O'Donoghue asked for two tickets to Paris rugby final
JOHN O'DONOGHUE asked the Irish Sports Council for two tickets to the Rugby World Cup final, it was revealed last night.
Mr O'Donoghue was Ceann Comhairle at the time, and had ceased being minister for arts, sports and tourism for five months. He offered to pay for the tickets but the council gave them to him for free in recognition of his efforts on behalf of Irish sport.
The cost of the pair of tickets, for Mr O'Donoghue -- and it is thought his wife, Kate Ann -- came to nearly €1,000. The tickets were ultimately paid for by the taxpayer.
Late last night the Irish Sports Council admitted to the Irish Independent: "John O'Donoghue contacted the chairman of the Irish Sports Council, Ossie Kilkenny, to ask if two tickets for the 2007 Rugby World Cup final could be reserved on his behalf."
The glittering showpiece, between ultimate winners South Africa and England, was held in Paris on October 20 that year.
The Irish Sports Council -- which received more than €51m in government funding last year -- secured and paid for the tickets. It said last night: "Mr O'Donoghue offered to pay for the tickets but the Council declined his offer."
A spokesman for the Council offered the explanation: "It was decided to offer him the tickets on a complimentary basis in recognition of his efforts on behalf of Irish sport."
Mr O'Donoghue's travel and accommodation needs are also understood to have been looked after. He was accompanied to the match by Sports Council chairman Ossie Kilkenny and a guest of the latter, thought to be his wife.
Mr Kilkenny, who was appointed chairman of the ISC by Mr O'Donoghue in September 2005, refused to comment on the matter last night.
The spokesman for the body, intended to foster participation in sport in Ireland, added last night: "Following recent media reports the matter was discussed at today's meeting of the board of the Irish Sports Council.
"The background to the events was set out and there was no issue arising for the board of the Council."
The total cost of the four tickets was €1,700, but the four attendees were not clarified, despite repeated requests.
The issue -- highlighted in the Irish Independent last weekend -- has been raised with the Sports Council by the Department of Arts, Sports and Tourism, now run by Martin Cullen.
The department has said it is "raising this matter" with the Council.

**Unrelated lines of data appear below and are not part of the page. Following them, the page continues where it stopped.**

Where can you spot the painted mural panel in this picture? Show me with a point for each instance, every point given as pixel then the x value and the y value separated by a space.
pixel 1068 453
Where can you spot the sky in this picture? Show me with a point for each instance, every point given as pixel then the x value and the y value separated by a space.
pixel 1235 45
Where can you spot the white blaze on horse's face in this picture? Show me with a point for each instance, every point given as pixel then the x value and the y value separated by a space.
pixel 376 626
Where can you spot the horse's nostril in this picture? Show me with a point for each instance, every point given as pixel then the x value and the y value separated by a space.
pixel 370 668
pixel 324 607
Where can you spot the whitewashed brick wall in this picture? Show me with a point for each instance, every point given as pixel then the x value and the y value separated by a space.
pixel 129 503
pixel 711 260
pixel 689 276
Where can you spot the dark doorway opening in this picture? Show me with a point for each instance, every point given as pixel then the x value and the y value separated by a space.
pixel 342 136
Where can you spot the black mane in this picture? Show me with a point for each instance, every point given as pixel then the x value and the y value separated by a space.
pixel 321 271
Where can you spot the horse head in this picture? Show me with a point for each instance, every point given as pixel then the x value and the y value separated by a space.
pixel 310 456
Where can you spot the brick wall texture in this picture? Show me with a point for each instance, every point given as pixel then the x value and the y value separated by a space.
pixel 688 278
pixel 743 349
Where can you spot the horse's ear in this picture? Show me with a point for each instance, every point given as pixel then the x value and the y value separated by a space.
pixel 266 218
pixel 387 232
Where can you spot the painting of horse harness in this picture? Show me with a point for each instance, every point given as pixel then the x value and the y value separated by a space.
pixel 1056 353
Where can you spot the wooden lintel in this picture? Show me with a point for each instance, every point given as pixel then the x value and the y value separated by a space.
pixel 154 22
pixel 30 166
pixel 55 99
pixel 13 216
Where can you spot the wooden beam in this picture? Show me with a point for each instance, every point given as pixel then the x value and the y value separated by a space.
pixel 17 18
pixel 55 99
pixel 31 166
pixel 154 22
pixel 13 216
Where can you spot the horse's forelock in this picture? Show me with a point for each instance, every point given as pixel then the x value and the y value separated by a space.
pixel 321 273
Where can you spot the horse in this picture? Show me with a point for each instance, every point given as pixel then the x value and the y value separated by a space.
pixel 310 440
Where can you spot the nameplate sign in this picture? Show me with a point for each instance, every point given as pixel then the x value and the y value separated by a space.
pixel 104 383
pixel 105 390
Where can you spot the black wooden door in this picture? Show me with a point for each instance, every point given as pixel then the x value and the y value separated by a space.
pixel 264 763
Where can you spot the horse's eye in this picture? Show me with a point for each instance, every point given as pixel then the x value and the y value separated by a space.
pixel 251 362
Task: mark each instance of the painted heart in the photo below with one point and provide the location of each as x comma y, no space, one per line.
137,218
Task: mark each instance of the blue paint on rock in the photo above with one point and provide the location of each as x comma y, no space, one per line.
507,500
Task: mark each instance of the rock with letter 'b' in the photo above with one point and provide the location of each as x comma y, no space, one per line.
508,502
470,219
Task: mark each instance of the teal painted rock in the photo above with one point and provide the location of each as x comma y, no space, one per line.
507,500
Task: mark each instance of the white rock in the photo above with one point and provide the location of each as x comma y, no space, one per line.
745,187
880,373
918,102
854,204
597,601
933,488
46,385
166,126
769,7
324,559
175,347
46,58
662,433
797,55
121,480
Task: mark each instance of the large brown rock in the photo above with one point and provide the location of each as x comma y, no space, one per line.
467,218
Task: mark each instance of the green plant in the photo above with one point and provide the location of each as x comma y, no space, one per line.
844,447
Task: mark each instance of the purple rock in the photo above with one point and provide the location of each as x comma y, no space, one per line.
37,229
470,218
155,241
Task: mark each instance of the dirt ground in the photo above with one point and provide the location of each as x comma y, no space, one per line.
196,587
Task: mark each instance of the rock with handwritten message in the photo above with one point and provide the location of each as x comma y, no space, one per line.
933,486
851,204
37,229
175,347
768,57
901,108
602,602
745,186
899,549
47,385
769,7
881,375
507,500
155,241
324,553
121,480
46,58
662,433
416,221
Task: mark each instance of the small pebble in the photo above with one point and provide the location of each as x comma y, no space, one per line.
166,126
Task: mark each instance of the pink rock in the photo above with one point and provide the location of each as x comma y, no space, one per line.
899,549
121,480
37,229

Yesterday's board meeting is understood to have gone on for a number of hours following a visit to the Abbotstown complex.
A majority of the 10-person board were newly installed in the last month. It is understood the council could be invited to appear before the Dail Public Accounts Committee after the Irish Independent revealed details of free sports tickets to major events for its members.
Representatives from the Federation of Irish Sports are due to appear before the Oireachtas Joint Committee on Arts, Sport, and Tourism today to discuss the future funding of sport and why funding matters in the current economic downturn.
The seven newcomers are former rugby international Jim Glennon, solicitor Susan Ahern who works with the International Rugby Board, John Byrne (FAI, Galway), athletics star Eamonn Coghlan, UK-based equestrian competitor Ginny Elliott, Frances Kavanagh, the chairperson of the Federation of Irish Sport, and Sheila O'Flanagan, exponent of badminton and best-selling author.
Continuing members of the board, all of whom, like the chairman, are appointed by the minister, include Colm Brennan, Brian Mullins and Michael Spain.